Carlo Luisi

Personal information
- Date of birth: 20 March 1977 (age 49)
- Place of birth: Pescara, Italy
- Height: 1.77 m (5 ft 10 in)
- Position: Midfielder

Youth career
- Renato Curi

Senior career*
- Years: Team / Apps / (Gls)
- 1997–2003: Benevento / 147 / (1)
- 1999: → Fermana (loan) / 0 / (0)
- 2003–2004: Pescara / 23 / (0)
- 2004–2006: Piacenza / 23 / (0)
- 2005–2006: → Pescara (loan) / 33 / (0)
- 2006–2008: Modena / 48 / (0)
- 2008: Pisa / 8 / (0)
- 2008–2009: Ascoli / 27 / (0)
- 2009–2011: Modena / 29 / (1)
- 2012: Benevento / 5 / (0)
- 2012–2013: Maceratese / 1 / (0)

= Carlo Luisi =

Italian footballer (born 1977)

Carlo Luisi (born 20 March 1977) is an Italian former professional footballer who played as a midfielder.

==Career==
Luisi started his senior career at Renato Curi of Eccellenza. He then played
for Benevento of Serie C2. He won the promotion playoffs in summer 1999, and won a chance to loaned to Serie B newcomer Fermana. He then returned to Benevento in February 2000, and played until summer 2003.

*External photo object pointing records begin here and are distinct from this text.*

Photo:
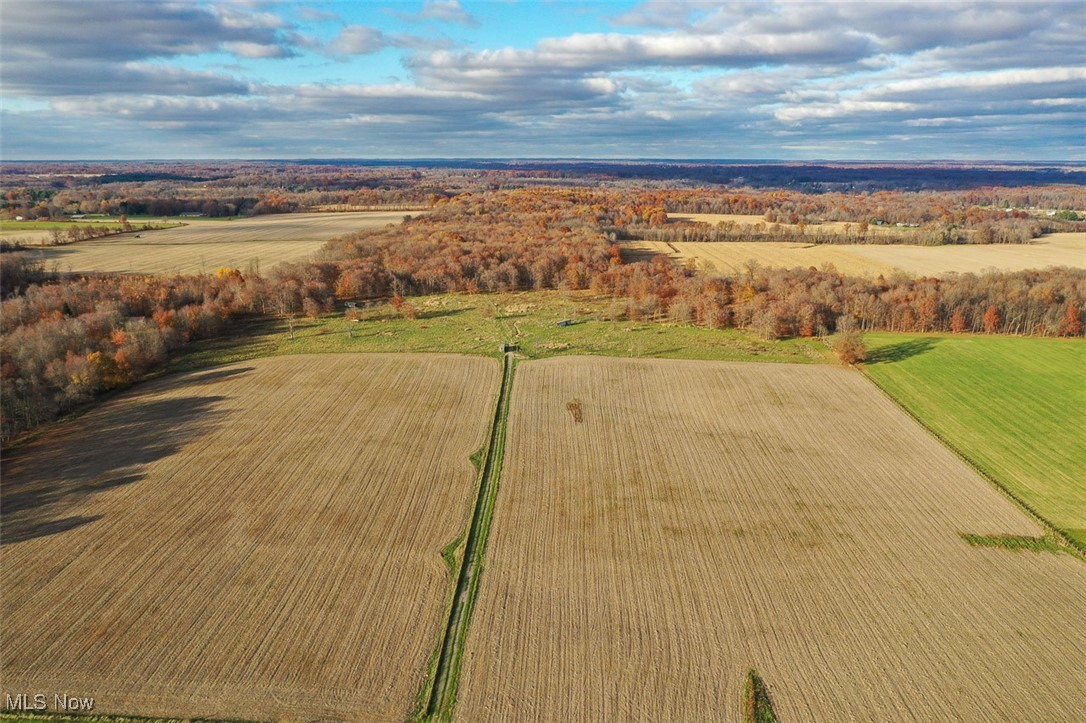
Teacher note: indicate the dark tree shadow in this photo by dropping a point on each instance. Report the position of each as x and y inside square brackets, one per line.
[207, 377]
[901, 350]
[47, 484]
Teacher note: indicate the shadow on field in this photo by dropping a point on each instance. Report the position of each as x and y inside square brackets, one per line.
[49, 484]
[903, 350]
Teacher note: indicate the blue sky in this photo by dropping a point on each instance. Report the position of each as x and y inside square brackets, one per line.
[453, 78]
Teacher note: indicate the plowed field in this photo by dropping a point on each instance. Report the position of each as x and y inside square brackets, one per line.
[259, 542]
[664, 525]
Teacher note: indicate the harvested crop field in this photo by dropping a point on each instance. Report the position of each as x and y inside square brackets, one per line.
[263, 541]
[205, 245]
[871, 259]
[696, 519]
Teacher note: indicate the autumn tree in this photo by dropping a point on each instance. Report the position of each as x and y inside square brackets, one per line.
[1072, 320]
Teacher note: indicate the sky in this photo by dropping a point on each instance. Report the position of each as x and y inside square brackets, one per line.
[879, 79]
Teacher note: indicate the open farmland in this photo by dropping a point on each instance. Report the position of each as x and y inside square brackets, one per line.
[261, 541]
[871, 259]
[665, 525]
[749, 219]
[1014, 405]
[204, 245]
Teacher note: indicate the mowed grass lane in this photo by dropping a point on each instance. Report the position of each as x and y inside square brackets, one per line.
[261, 542]
[1015, 406]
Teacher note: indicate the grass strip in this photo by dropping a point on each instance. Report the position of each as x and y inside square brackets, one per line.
[1058, 538]
[35, 717]
[447, 675]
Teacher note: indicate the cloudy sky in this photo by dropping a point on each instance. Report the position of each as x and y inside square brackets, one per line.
[455, 78]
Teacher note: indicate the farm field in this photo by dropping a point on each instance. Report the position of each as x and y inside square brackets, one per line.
[1015, 406]
[475, 324]
[872, 259]
[40, 231]
[664, 521]
[202, 246]
[263, 543]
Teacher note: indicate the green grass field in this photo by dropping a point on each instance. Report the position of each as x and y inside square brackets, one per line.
[465, 324]
[1014, 406]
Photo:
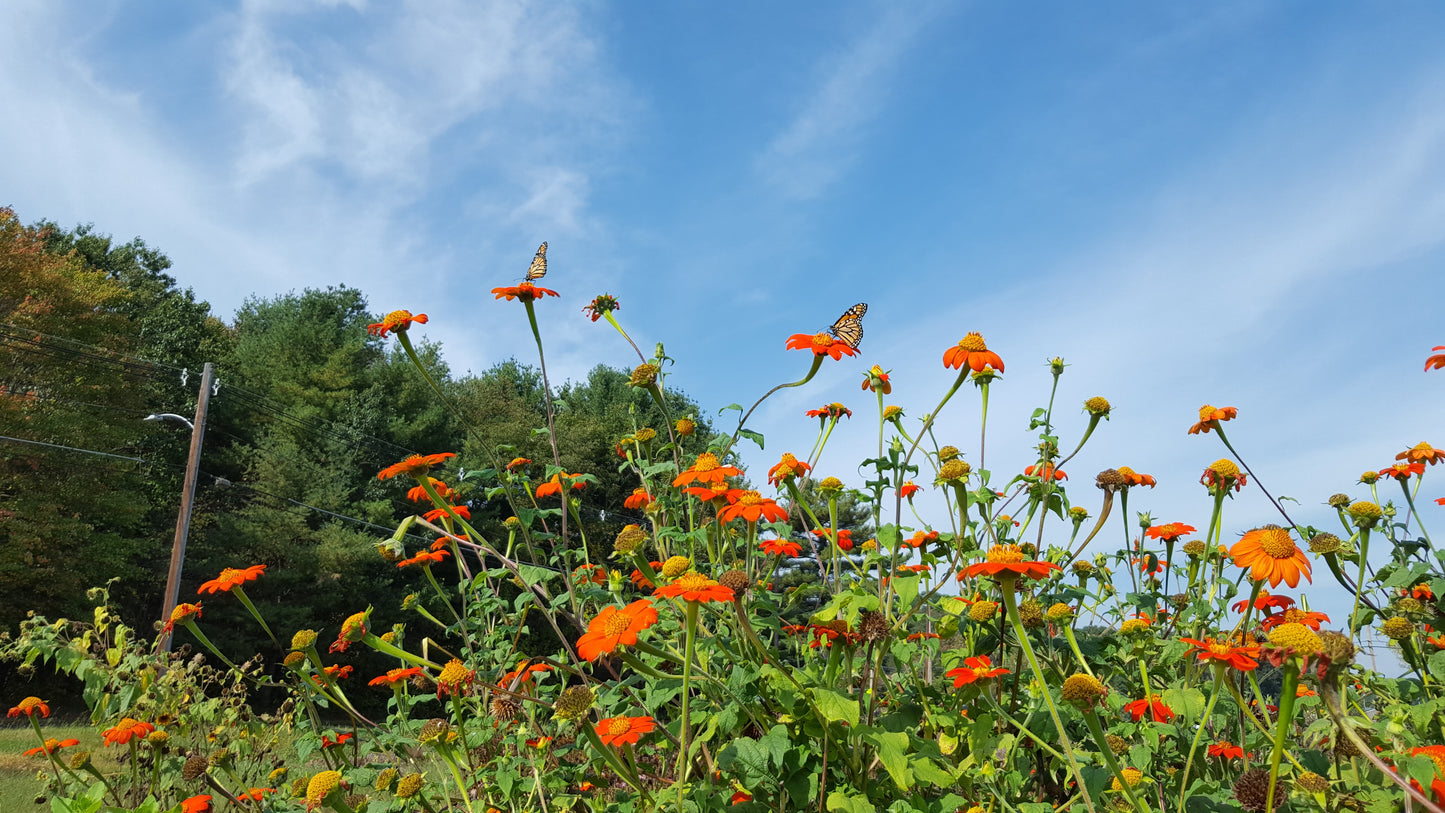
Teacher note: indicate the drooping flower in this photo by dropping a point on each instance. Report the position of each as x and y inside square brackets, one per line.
[395, 677]
[974, 669]
[788, 467]
[781, 548]
[425, 558]
[1270, 555]
[821, 344]
[705, 470]
[1226, 750]
[51, 747]
[616, 731]
[1210, 418]
[1156, 708]
[971, 351]
[616, 627]
[1422, 454]
[1007, 562]
[29, 708]
[694, 587]
[1226, 653]
[415, 465]
[601, 305]
[1403, 471]
[396, 321]
[1435, 361]
[752, 506]
[1135, 478]
[181, 614]
[877, 380]
[1168, 532]
[126, 729]
[230, 578]
[525, 292]
[554, 487]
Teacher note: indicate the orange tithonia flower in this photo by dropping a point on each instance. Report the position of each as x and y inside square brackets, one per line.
[1135, 478]
[616, 627]
[231, 578]
[1223, 651]
[1153, 705]
[51, 747]
[1168, 532]
[526, 292]
[1210, 418]
[781, 548]
[396, 676]
[1403, 471]
[705, 470]
[1272, 555]
[396, 321]
[786, 468]
[425, 558]
[1226, 750]
[1007, 562]
[1045, 472]
[1308, 618]
[1422, 454]
[695, 587]
[554, 487]
[454, 679]
[974, 669]
[181, 614]
[616, 731]
[416, 465]
[126, 729]
[29, 708]
[752, 506]
[821, 344]
[971, 353]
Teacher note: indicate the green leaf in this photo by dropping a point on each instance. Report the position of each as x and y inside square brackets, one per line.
[893, 754]
[835, 706]
[840, 800]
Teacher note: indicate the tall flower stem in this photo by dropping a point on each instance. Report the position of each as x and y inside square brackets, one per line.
[1012, 605]
[1204, 722]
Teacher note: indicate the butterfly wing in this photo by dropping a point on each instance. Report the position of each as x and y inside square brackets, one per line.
[848, 328]
[538, 267]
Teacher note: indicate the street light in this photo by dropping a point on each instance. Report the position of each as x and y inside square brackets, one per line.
[187, 496]
[171, 416]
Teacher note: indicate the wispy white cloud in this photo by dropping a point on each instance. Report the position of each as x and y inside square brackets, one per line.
[850, 88]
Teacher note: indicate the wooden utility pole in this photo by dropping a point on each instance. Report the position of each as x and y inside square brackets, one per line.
[187, 503]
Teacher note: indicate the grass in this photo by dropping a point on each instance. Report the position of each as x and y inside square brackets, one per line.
[18, 783]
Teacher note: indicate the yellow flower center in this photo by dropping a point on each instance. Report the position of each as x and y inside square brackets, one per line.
[1224, 468]
[973, 342]
[1276, 543]
[1298, 636]
[1004, 555]
[617, 624]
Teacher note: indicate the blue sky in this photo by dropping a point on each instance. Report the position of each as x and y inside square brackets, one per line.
[1234, 202]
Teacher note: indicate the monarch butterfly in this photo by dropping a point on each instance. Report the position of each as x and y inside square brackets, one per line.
[848, 328]
[538, 267]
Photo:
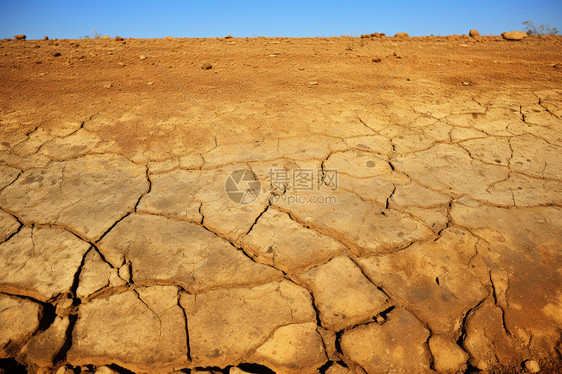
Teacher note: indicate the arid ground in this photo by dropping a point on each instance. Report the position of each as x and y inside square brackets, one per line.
[298, 206]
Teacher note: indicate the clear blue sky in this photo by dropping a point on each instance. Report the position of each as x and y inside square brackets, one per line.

He was signed by hometown club, Serie B newcomer Pescara. In the next season he moved to league rival Piacenza, but loaned back to Pescara in summer 2005.

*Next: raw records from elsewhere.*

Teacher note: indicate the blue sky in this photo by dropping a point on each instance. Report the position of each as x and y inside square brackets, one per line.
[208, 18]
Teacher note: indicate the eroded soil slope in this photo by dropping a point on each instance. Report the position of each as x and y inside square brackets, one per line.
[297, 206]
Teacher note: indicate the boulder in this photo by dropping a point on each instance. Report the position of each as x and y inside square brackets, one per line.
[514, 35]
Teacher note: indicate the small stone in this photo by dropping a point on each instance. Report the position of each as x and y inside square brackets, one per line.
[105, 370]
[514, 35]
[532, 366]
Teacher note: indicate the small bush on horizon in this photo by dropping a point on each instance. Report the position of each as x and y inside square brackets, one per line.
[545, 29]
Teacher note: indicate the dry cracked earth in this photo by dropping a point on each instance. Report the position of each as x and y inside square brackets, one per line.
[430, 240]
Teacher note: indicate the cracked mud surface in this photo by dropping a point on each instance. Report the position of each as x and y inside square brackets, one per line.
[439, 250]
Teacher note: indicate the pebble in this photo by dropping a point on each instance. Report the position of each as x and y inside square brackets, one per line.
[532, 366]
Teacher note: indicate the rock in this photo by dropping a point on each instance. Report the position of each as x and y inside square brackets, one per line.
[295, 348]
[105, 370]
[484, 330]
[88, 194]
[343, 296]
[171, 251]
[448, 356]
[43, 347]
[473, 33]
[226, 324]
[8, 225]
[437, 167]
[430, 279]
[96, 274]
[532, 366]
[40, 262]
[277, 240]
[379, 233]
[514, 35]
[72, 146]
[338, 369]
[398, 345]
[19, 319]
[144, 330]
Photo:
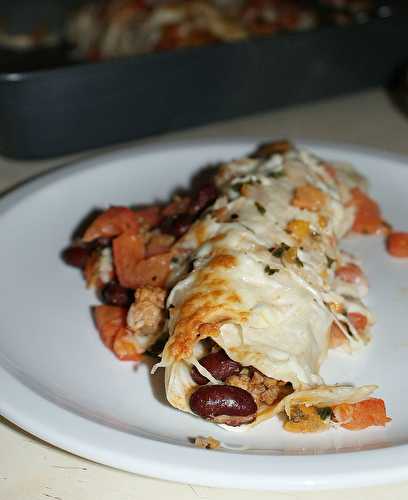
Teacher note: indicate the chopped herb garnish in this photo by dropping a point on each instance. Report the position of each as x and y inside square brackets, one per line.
[324, 413]
[270, 271]
[278, 251]
[261, 209]
[276, 174]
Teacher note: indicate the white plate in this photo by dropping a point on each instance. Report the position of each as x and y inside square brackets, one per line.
[60, 383]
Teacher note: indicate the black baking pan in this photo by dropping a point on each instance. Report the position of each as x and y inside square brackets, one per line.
[69, 109]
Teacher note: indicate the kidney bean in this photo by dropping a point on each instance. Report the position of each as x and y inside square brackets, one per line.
[178, 225]
[215, 401]
[205, 195]
[218, 364]
[114, 294]
[75, 256]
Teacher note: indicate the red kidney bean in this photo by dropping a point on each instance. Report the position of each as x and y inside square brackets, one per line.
[75, 256]
[178, 225]
[266, 150]
[214, 401]
[218, 364]
[114, 294]
[205, 195]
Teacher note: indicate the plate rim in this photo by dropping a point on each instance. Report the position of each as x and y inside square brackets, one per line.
[181, 463]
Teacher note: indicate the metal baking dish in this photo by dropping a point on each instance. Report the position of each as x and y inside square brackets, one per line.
[68, 109]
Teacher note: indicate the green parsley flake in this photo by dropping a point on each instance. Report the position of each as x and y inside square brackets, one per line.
[270, 271]
[276, 174]
[324, 413]
[261, 209]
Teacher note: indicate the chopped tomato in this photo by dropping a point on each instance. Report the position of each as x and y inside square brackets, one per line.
[91, 271]
[357, 416]
[159, 243]
[151, 271]
[309, 197]
[337, 337]
[128, 251]
[149, 216]
[112, 222]
[358, 320]
[397, 244]
[110, 320]
[368, 216]
[179, 205]
[351, 273]
[124, 348]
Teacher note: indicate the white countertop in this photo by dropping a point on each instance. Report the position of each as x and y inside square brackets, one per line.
[31, 469]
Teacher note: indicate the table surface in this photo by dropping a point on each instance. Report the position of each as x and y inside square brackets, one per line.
[31, 469]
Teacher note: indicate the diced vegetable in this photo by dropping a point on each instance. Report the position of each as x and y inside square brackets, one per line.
[351, 273]
[361, 415]
[309, 197]
[368, 216]
[397, 244]
[113, 222]
[128, 251]
[110, 320]
[151, 271]
[91, 271]
[300, 229]
[159, 243]
[358, 320]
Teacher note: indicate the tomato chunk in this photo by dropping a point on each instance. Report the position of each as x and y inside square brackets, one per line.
[357, 416]
[110, 320]
[351, 273]
[124, 348]
[337, 337]
[112, 222]
[358, 320]
[128, 251]
[159, 243]
[397, 244]
[149, 216]
[368, 216]
[151, 271]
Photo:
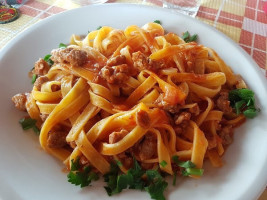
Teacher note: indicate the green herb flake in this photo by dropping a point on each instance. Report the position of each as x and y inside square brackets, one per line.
[28, 123]
[188, 38]
[163, 163]
[243, 101]
[82, 176]
[48, 60]
[186, 164]
[192, 171]
[63, 46]
[157, 21]
[34, 77]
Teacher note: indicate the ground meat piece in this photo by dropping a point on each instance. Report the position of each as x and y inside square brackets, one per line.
[20, 101]
[226, 134]
[166, 106]
[223, 102]
[142, 62]
[147, 166]
[194, 110]
[75, 57]
[117, 136]
[84, 161]
[126, 159]
[178, 130]
[117, 60]
[41, 67]
[184, 116]
[39, 81]
[57, 139]
[147, 149]
[116, 74]
[43, 116]
[143, 119]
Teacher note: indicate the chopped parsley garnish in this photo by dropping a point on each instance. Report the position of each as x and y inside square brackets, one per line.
[155, 185]
[187, 38]
[48, 60]
[157, 21]
[28, 123]
[192, 171]
[189, 168]
[243, 101]
[63, 46]
[82, 176]
[34, 77]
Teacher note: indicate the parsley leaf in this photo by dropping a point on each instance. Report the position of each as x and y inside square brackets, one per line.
[187, 38]
[82, 176]
[156, 185]
[163, 163]
[243, 101]
[28, 123]
[186, 164]
[157, 21]
[192, 171]
[48, 60]
[189, 168]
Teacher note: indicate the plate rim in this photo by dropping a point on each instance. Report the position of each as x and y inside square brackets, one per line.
[7, 48]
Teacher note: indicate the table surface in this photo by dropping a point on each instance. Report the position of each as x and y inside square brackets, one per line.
[244, 21]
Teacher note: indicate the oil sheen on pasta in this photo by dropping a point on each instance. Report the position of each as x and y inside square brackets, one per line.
[135, 94]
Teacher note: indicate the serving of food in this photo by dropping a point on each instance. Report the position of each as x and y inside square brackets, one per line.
[135, 105]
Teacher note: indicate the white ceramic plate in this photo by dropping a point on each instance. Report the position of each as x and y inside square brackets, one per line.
[26, 172]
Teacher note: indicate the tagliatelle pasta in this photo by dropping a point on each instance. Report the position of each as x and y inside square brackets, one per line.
[138, 95]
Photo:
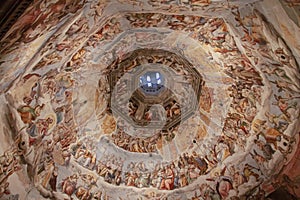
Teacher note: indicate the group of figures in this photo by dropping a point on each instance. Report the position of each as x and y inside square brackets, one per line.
[63, 139]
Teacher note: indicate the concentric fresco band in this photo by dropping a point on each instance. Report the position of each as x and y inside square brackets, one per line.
[151, 99]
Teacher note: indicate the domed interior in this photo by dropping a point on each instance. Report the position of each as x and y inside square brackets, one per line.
[150, 99]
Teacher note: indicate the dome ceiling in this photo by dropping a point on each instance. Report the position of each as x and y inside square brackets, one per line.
[150, 100]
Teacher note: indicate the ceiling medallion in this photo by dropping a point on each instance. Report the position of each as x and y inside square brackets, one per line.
[153, 90]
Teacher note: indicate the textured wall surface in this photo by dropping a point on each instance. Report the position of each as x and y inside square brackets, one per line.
[75, 124]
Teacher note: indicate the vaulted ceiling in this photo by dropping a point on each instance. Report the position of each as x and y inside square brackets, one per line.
[168, 99]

In summer 2006, he was signed by Modena of Serie B, and Giuseppe Gemiti moved to opposite direction as part of the deal.

In January 2008, he joined Pisa of Serie B. The club finished 6th at the end of season.

In September 2008, he signed a two-year deal with Ascoli. He swap club with Thomas Job.

On 10 August 2009, he re-joined Modena until June 2011.